Le président du CFCM n'a pas précisé comment ces constructions pourraient être financées, un sujet sensible alors que le gouvernement cherche à éviter leur financement par des États étrangers. "Il faut que le nombre de mosquées reflète le nombre de musulmans (...) Nous avons le droit de construire des mosquées, (le droit) que les maires ne s'y opposent pas", a précisé son hôte, le président de l'UOIF, Amar Lasfar. "Il y a de moins en moins de maires qui s'opposent systématiquement à la construction de mosquées", s'est-il toutefois réjoui.

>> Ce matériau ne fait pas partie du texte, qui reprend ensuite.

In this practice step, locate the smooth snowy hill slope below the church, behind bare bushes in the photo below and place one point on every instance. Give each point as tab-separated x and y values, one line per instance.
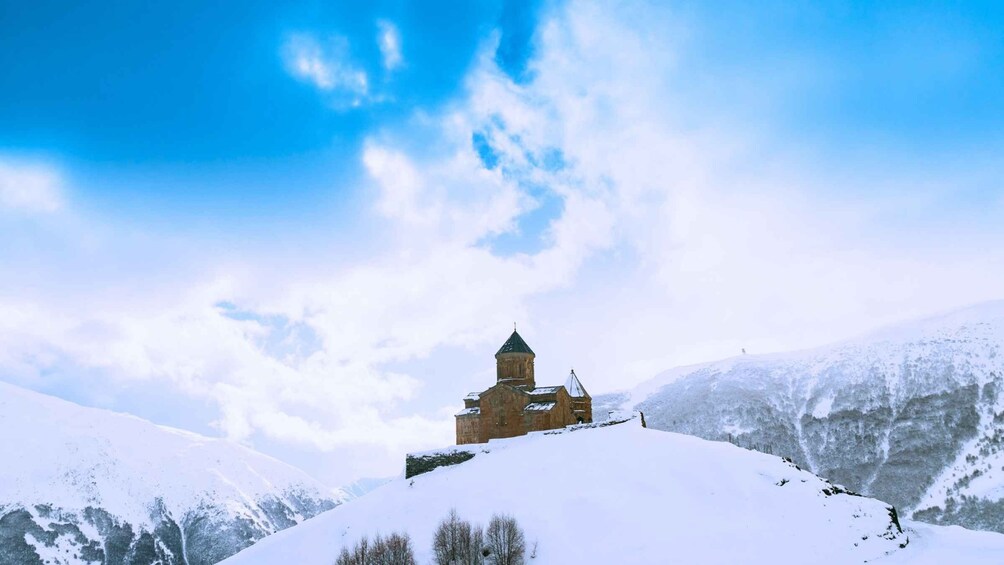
620	494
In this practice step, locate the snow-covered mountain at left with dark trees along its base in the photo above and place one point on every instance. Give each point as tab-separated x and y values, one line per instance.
82	485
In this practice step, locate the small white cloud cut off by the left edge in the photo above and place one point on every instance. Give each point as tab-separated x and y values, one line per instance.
30	188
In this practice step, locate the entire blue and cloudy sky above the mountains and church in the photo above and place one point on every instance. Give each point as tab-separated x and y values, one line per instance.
308	227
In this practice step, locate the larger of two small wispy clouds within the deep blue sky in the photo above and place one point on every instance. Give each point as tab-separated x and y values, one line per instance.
328	67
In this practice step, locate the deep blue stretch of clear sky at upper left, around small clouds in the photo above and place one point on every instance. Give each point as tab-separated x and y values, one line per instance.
189	109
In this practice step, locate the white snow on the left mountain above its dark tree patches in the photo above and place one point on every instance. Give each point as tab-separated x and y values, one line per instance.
74	457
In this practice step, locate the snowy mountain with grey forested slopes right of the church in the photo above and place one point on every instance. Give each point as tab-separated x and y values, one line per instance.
913	415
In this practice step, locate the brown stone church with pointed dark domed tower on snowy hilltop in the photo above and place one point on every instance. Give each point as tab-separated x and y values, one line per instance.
516	405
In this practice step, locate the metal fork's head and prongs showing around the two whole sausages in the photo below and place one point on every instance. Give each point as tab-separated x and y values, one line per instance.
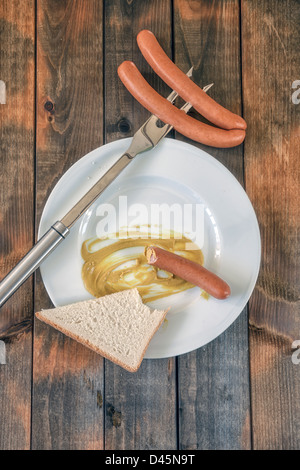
153	130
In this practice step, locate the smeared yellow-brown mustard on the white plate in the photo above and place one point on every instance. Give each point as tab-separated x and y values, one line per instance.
112	265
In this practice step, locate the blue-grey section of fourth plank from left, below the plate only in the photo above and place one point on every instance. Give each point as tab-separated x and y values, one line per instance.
214	411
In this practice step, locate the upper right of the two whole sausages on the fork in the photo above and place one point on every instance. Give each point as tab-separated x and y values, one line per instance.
184	86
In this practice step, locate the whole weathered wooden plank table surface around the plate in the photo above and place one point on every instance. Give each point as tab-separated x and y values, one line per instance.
58	62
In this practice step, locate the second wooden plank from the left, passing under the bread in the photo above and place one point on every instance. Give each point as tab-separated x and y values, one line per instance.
67	378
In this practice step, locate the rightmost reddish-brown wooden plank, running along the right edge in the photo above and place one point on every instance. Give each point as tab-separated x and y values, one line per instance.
270	51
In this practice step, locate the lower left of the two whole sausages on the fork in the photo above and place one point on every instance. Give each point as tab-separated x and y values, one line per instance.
170	114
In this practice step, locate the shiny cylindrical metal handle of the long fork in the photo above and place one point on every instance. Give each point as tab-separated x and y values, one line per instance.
32	260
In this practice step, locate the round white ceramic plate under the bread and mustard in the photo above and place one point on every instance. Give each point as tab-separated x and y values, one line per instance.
173	173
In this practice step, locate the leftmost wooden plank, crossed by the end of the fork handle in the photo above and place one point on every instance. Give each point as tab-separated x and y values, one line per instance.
17	64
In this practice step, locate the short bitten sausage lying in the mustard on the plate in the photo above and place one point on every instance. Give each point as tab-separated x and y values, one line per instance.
188	270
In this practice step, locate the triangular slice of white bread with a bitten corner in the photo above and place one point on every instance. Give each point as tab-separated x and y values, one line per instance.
117	326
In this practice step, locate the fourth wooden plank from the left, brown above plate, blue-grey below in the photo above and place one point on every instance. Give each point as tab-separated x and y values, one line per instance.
214	400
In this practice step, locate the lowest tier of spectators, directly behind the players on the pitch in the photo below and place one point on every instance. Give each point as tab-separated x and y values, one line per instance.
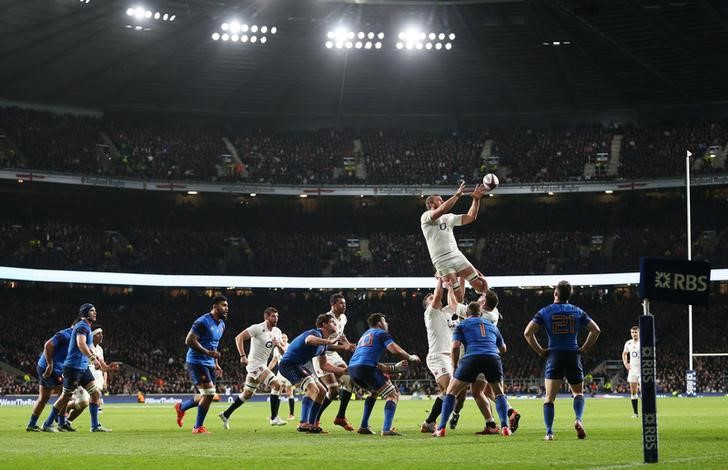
145	330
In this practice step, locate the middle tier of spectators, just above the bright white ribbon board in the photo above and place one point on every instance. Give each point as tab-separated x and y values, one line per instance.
154	249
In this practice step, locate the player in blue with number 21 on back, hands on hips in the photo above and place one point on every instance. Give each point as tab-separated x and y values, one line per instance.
562	322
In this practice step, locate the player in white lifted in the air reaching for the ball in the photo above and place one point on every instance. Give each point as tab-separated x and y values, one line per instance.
437	226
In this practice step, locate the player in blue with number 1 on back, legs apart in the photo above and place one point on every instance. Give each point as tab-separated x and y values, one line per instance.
483	343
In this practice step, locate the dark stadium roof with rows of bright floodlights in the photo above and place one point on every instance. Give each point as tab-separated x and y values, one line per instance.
506	57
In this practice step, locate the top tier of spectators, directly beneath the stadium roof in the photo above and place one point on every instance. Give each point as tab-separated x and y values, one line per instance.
155	149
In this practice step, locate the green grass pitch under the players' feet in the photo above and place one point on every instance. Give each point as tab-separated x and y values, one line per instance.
693	433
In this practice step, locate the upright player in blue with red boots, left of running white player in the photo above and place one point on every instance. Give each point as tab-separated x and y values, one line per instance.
202	361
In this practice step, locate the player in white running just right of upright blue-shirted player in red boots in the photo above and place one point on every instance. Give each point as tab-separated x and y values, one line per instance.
264	338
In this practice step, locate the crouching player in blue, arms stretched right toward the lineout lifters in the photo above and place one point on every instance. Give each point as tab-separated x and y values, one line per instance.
365	372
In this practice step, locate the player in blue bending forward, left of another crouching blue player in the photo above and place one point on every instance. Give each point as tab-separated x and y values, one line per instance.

Dalil Boubakeur a également insisté sur la nécessaire formation des imams, annonçant avoir bon espoir d'aboutir bientôt à un accord avec "certaines universités parisiennes" pour le volet non-religieux de cette formation. Ces cours auraient pour objectif "de transmettre des connaissances de la France, de la loi, des traditions françaises à nos imams, pour qu'ils aient une formation complète, religieuse et républicaine", a-t-il ajouté. "Nous avons besoin d'une formation religieuse soutenue, acceptée et reconnue et nous devons faire tout pour que nos imams soient des modèles de paix et soient des modèles qui animent nos mosquées, qui sont des lieux de paix", a déclaré le président de l'instance qui représente le culte musulman en France.

Le Front national dénonce une "provocation"

Le porte-parole de la conférence des évêques de France, Mgr Ribadeau-Dumas, a jugé dimanche "légitime" la volonté du président du Conseil français du culte musulman de doubler le nombre de mosquées en France. "Les musulmans doivent, comme les chrétiens et les juifs, pratiquer leur religion", a-t-il dit sur Europe 1.

En revanche, le Front national, qui exige le gel des chantiers en cours ainsi qu’une enquête sur leur financement, dénonce une "provocation". Le parti de Marine Le Pen s’est dit en "totale opposition" avec cette proposition "saugrenue et dangereuse". "Le plus grand flou plane aujourd’hui sur l’origine et le financement des projets de mosquées en France. L’aide financière apportée par certains États étrangers (...) qui entretiennent des liens avec les pires mouvements jihadistes du monde, constitue une menace certaine pour la sécurité nationale", écrit-il dans un communiqué.

Une position répétée lundi 6 avril par Florian Philippot, vice-président du FN, sur l'antenne de la chaîne iTélé. "Je crois que ce n'est pas motivé par le besoin de mosquées mais par les règles internes du CFCM, mis en place par Nicolas Sarkozy : plus vous avez de mètres carrés de mosquées, plus vous avez d'influence", a-t-il enchaîné. "On sait qu'il y a un jeu d'influence entre les pays étrangers qui financent les mosquées, l'Algérie, le Maroc, l'Égypte, l'Arabie saoudite", a ajouté Florian Philippot. "Toutes les mosquées ne sont pas des lieux de radicalisation mais 100 % des lieux de radicalisation sont des mosquées", a dénoncé M. Philippot, pour qui dans les "filières" jihadistes, "il y a souvent une mosquée, des prêches radicaux...".